Il volume contiene un lungo racconto e una serie di interviste e inchieste
giornalistiche. Il tema comune è il Sud, nella prima parte stemperato dal sentimento e dalle evocazioni della memoria, nella seconda intenso e policromo, brutalmente e dolorosamente reale nelle parole della gente.
Protagonista di « Chi rimane » è l'autore, ma potrebbe essere uno dei tanti
che, finita la guerra, tornarono a casa ad affrontare — dopo i primi giorni intensi di affetti e di novità — il problema dell'« avvenire », dell'inserimento in
una società che aveva poco o nulla da offrire. La provincia è uguale dovunque:
si vive delle piccole cose, si partecipa alla vita degli altri con sentimenti spontanei, naturali. Il Salento come le Langhe: « La sera andavamo lungo le strade che
irraggiandosi dal paese conducevano ad altri paesi o affondavano nel buio della
campagna. Spesso portavano dei panini e Filippo una o due bottiglie. Ci sedevamo sui muretti a bere e mangiare. (...) In coro intonavamo canzoni fino a tardi.
Erano notti splendenti d'agosto e a ritrovarsi con gli amici dava piacere, come
ai vecchi tempi prima della guerra, quando eravamo ragazzi ed era facile intendersi (...) » (pp. 41-2). E, più avanti, il problema della scelta politica che non sia
limitata alla simpatia, alla lotta sterile delle parole. Un atteggiamento comune a
tanti per pigrizia mentale e per timore, non così nel protagonista, la cui riluttanza a farsi promotore delle idee di alcuni dei suoi concittadini affonda le radici
nel suo carattere, nel suo modo di essere, nell'essere la sua vita « tessuta di riflessioni, di sentimento, di odori più che di suoni ». Il racconto è popolato di figure
grandi e piccole, animate dall'abilità dello scrittore e dal sentimento dell'uomo.
Nei diari di viaggio sfilano davanti agli occhi luoghi e paesaggi del Salento,
da S. Cataldo a Roca, da Castro a Marina di Leuca, con notizie storiche e curiosità che, qualche volta, hanno il sapore della rivelazione (alcuni nomi: la « Poesia »,
le « Centopietre »). L'A. interroga, annota, divaga. Ulivi, pagliare, fichidindia e
poi ancora ulivi, mare, terra, gente simile agli ulivi e al mare, e il sole — « un'indelebile macchia gialla incrostata in mezzo al cielo » (p. 188) — e lo scirocco volubile: il Salento condensato in immagini.

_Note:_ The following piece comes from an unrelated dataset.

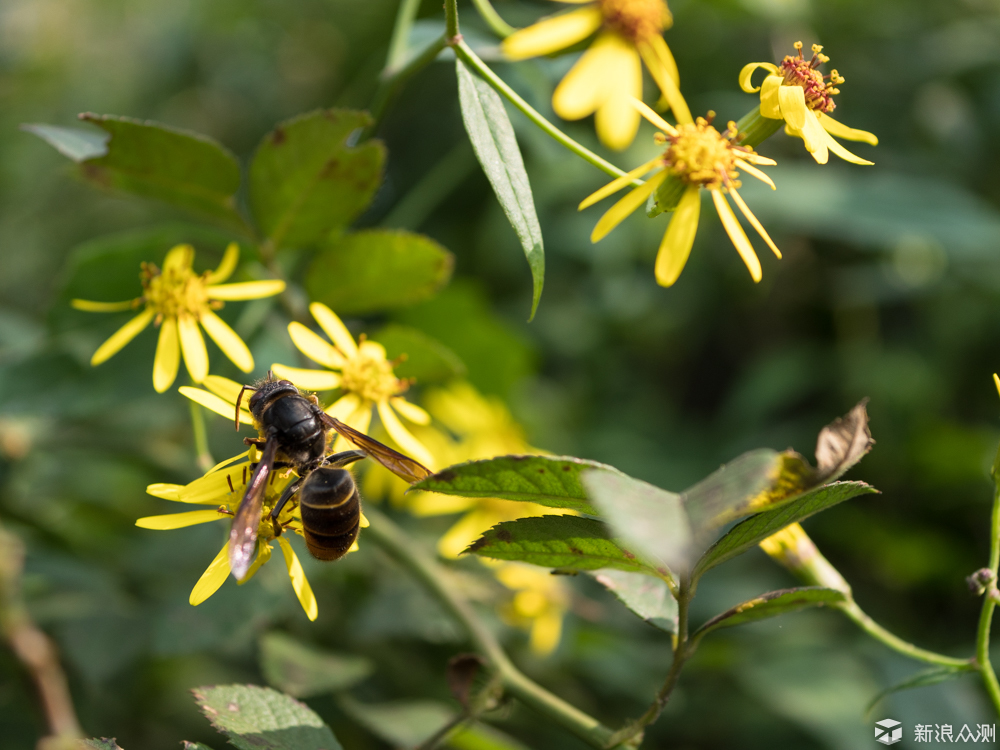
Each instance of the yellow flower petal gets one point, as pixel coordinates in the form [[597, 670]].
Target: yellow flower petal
[[745, 210], [747, 73], [769, 105], [679, 237], [213, 403], [839, 130], [246, 290], [121, 337], [313, 346], [168, 356], [179, 520], [193, 347], [616, 120], [311, 380], [227, 266], [737, 235], [212, 579], [302, 589], [552, 34], [588, 83], [179, 258], [403, 437], [632, 200], [410, 411], [227, 340], [334, 327], [87, 306]]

Quello stesso sole e scirocco che, implacabili e osti nati condizionano la povera economia locale e qualche volta la distruggono (« Il nubifragio del '57 »).

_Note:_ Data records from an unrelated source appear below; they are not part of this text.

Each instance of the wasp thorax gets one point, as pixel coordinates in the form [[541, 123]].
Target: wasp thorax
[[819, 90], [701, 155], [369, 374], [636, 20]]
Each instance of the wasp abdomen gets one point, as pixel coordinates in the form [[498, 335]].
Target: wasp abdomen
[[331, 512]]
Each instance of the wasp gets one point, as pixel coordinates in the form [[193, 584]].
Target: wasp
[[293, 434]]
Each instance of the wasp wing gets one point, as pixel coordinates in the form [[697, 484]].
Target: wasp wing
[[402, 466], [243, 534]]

L'A. mette a fuoco gli annosi problemi del Sud, un'economia allo stato primitivo, un'insufficiente assistenza sociale, lo scarso interesse degli uomini politici
(le amare, rassegnate parole del sindaco in « Il nubifragio del '57 »).

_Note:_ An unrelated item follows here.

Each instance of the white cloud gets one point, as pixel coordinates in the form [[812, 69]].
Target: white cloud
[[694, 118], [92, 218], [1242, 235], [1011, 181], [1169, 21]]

Dalla raccolta sono state escluse due inchieste « Raccoglitrici di olive e frantoiani » (Il Campo, 1959, n. 3) e « La Kasbah di Taurisano » (Il Ponte, 1957, n. 5),
la prima sullo sfruttamento dei braccianti e dei sistemi di reclutamento, la seconda sull'incredibile sistemazione di alcune famiglie in un caseggiato pericolante,
i cui abitanti vivono ai margini della società, in condizioni di vita indegne dell'uomo.
La descrizione di una tipica festa paesana chiude « Provincia difficile »: bancarelle, bande musicali, fuochi d'artificio, semplici ingredienti di una felicità temporanea per anime semplici.